BACKGROUND: Axenfeld-Rieger Syndrome represents a group of developmental disorders involving ocular and extraocular anomalies. Axenfeld’s anomaly is a clinical variation within this spectrum of disorders in which the defects are limited to the peripheral anterior segment. Glaucoma is often an association.
CASE REPORT(S). A 67-year-old male presented to the Bascom Palmer Eye Institute complaining of decreased vision in the right eye for three months. The patient reported a history of a "stroke" in the right eye in 1991 and was treated with laser. Visual acuity was 20/50 OD and 20/25 OS. Pupils and external examination were unremarkable. Intraocular pressures were 22 mmHg OD and 32 mmHg OS. Prominent anteriorly displaced Schwalbe’s lines were present 360 degrees OU. Gonioscopy revealed multiple peripheral iridocorneal adhesions OU. Dilated fundus examination of the right eye showed diffuse retinal hemorrhages throughout the superior hemisphere, panretinal photocoagulation scars in the inferior retina, and optociliary shunt vessels. Examination of the left eye revealed a larger C/D ratio with vertical elongation of the cup. Visual fields demonstrated a superior altitudinal defect OD, and generalized depression OS. A diagnosis of superior hemi-retinal vein occlusion OD and old inferior hemi-retinal vein occlusion status-post PRP OS was made. In addition, Axenfeld’s anomaly and glaucoma were diagnosed. The patient was treated with Xalatan daily OU, and one month later the IOP’s had decreased to 11 mmHg OD and 15 mmHg OS.

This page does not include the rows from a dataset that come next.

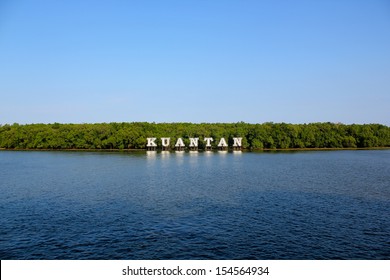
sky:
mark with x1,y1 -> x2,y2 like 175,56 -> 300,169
0,0 -> 390,125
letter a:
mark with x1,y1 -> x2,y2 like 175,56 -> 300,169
218,137 -> 227,147
161,138 -> 171,147
204,137 -> 213,147
233,137 -> 242,147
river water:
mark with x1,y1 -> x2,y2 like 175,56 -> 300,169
0,150 -> 390,259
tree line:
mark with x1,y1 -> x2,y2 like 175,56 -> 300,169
0,122 -> 390,149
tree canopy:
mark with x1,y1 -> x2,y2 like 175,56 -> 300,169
0,122 -> 390,150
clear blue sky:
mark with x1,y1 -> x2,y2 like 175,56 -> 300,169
0,0 -> 390,125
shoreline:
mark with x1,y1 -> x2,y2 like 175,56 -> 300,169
0,147 -> 390,152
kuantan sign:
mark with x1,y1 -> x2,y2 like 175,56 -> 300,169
146,137 -> 242,151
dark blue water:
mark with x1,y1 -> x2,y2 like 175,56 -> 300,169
0,150 -> 390,259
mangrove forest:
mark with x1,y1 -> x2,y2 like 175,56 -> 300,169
0,122 -> 390,150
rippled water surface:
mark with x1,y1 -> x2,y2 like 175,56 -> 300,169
0,150 -> 390,259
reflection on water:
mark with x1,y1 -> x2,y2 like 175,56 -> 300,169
0,150 -> 390,259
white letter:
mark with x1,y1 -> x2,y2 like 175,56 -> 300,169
233,137 -> 242,147
218,137 -> 227,147
146,138 -> 157,147
175,138 -> 185,147
161,138 -> 171,147
190,138 -> 199,147
204,137 -> 213,147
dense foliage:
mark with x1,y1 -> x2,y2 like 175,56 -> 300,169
0,122 -> 390,149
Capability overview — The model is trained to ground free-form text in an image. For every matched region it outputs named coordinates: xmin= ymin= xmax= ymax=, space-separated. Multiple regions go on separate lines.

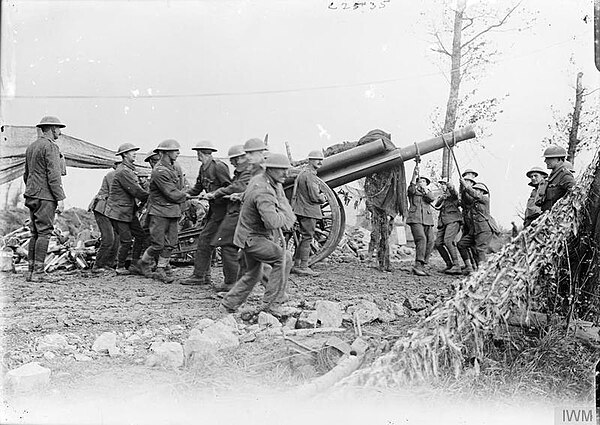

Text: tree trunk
xmin=442 ymin=0 xmax=466 ymax=178
xmin=567 ymin=72 xmax=583 ymax=165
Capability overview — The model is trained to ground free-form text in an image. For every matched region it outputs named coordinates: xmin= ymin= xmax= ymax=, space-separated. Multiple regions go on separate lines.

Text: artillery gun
xmin=173 ymin=126 xmax=475 ymax=264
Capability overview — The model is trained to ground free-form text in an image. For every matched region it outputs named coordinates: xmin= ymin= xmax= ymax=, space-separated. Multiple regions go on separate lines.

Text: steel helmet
xmin=461 ymin=168 xmax=479 ymax=178
xmin=565 ymin=161 xmax=575 ymax=174
xmin=244 ymin=138 xmax=268 ymax=153
xmin=265 ymin=153 xmax=292 ymax=168
xmin=36 ymin=116 xmax=66 ymax=128
xmin=544 ymin=145 xmax=567 ymax=158
xmin=192 ymin=140 xmax=218 ymax=152
xmin=525 ymin=167 xmax=548 ymax=177
xmin=308 ymin=150 xmax=325 ymax=160
xmin=227 ymin=145 xmax=245 ymax=159
xmin=473 ymin=183 xmax=490 ymax=195
xmin=144 ymin=151 xmax=158 ymax=162
xmin=115 ymin=142 xmax=140 ymax=155
xmin=154 ymin=139 xmax=181 ymax=153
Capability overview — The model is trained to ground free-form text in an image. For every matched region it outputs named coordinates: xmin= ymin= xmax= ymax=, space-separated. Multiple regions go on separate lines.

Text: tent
xmin=0 ymin=125 xmax=200 ymax=185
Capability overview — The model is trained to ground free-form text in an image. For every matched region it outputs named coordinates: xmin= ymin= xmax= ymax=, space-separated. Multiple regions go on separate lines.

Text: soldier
xmin=138 ymin=139 xmax=188 ymax=283
xmin=221 ymin=154 xmax=296 ymax=316
xmin=523 ymin=167 xmax=548 ymax=227
xmin=536 ymin=146 xmax=575 ymax=212
xmin=105 ymin=143 xmax=148 ymax=275
xmin=23 ymin=116 xmax=66 ymax=282
xmin=181 ymin=141 xmax=231 ymax=285
xmin=88 ymin=159 xmax=121 ymax=272
xmin=406 ymin=163 xmax=435 ymax=276
xmin=211 ymin=145 xmax=252 ymax=292
xmin=434 ymin=180 xmax=462 ymax=274
xmin=458 ymin=177 xmax=492 ymax=275
xmin=291 ymin=150 xmax=326 ymax=277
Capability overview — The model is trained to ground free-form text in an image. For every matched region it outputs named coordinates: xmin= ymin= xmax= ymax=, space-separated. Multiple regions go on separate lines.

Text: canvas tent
xmin=0 ymin=125 xmax=200 ymax=185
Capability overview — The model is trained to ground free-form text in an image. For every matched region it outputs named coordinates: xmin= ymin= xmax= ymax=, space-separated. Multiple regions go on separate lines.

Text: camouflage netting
xmin=340 ymin=147 xmax=600 ymax=386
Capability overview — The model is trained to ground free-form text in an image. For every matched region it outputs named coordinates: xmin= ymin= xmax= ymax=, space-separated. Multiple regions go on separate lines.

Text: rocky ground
xmin=0 ymin=250 xmax=454 ymax=420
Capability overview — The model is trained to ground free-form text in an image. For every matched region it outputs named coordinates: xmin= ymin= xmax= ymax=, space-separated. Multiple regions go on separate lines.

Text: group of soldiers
xmin=406 ymin=146 xmax=575 ymax=276
xmin=24 ymin=117 xmax=325 ymax=314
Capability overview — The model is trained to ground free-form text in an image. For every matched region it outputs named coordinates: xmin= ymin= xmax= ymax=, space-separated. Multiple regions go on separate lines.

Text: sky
xmin=0 ymin=0 xmax=600 ymax=227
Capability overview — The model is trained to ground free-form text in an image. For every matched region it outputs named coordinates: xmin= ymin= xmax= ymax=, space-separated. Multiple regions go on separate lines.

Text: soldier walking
xmin=536 ymin=146 xmax=575 ymax=212
xmin=221 ymin=154 xmax=296 ymax=315
xmin=23 ymin=116 xmax=65 ymax=282
xmin=88 ymin=160 xmax=121 ymax=272
xmin=434 ymin=180 xmax=462 ymax=274
xmin=523 ymin=167 xmax=548 ymax=227
xmin=137 ymin=139 xmax=188 ymax=283
xmin=406 ymin=163 xmax=435 ymax=276
xmin=291 ymin=150 xmax=326 ymax=277
xmin=181 ymin=141 xmax=231 ymax=285
xmin=105 ymin=143 xmax=148 ymax=275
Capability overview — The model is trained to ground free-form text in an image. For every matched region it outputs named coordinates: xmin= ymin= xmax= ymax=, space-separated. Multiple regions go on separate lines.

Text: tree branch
xmin=460 ymin=2 xmax=521 ymax=49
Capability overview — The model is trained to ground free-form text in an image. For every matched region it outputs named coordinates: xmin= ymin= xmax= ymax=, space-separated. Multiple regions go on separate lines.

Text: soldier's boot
xmin=152 ymin=257 xmax=175 ymax=283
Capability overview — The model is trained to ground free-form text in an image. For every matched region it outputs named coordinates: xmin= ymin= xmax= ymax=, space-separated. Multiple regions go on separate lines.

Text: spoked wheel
xmin=287 ymin=179 xmax=346 ymax=265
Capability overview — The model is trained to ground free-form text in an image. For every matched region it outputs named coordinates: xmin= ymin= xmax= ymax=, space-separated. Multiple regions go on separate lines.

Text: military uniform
xmin=105 ymin=163 xmax=148 ymax=269
xmin=89 ymin=170 xmax=119 ymax=269
xmin=434 ymin=185 xmax=462 ymax=267
xmin=406 ymin=183 xmax=435 ymax=264
xmin=536 ymin=163 xmax=575 ymax=212
xmin=292 ymin=166 xmax=326 ymax=268
xmin=458 ymin=187 xmax=492 ymax=265
xmin=146 ymin=156 xmax=186 ymax=267
xmin=222 ymin=173 xmax=296 ymax=310
xmin=188 ymin=157 xmax=231 ymax=283
xmin=23 ymin=136 xmax=65 ymax=271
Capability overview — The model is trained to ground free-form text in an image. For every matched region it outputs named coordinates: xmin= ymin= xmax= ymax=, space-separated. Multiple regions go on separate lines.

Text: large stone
xmin=202 ymin=322 xmax=240 ymax=350
xmin=346 ymin=300 xmax=381 ymax=325
xmin=258 ymin=311 xmax=282 ymax=328
xmin=146 ymin=342 xmax=183 ymax=368
xmin=296 ymin=310 xmax=317 ymax=329
xmin=316 ymin=300 xmax=343 ymax=328
xmin=6 ymin=362 xmax=50 ymax=392
xmin=37 ymin=333 xmax=75 ymax=351
xmin=92 ymin=332 xmax=117 ymax=354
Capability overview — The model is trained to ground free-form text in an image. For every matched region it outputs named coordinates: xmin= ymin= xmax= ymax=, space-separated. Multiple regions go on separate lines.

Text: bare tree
xmin=431 ymin=0 xmax=522 ymax=178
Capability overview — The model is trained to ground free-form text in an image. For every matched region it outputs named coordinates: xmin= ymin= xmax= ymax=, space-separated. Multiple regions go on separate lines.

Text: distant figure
xmin=291 ymin=150 xmax=326 ymax=277
xmin=536 ymin=146 xmax=575 ymax=212
xmin=23 ymin=116 xmax=66 ymax=282
xmin=523 ymin=167 xmax=548 ymax=227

CONCLUSIONS. This case represents an interesting presentation of Axenfeld’s anomaly associated with a unilateral recurrent hemi-retinal vein occlusion. Elevated intraocular pressure is a known risk factor for retinal vein occlusions, therefore Axenfeld’s anomaly may have indirectly contributed to the pathogenesis of the hemi-retinal vein occlusions in this patient. This case illustrates an atypical late presentation of glaucoma at the age of 67 associated with Axenfeld’s anomaly. This poster will illustrate the ocular photographs and visual fields of this patient, and discuss the clinical spectrum of Axenfeld-Rieger Syndrome.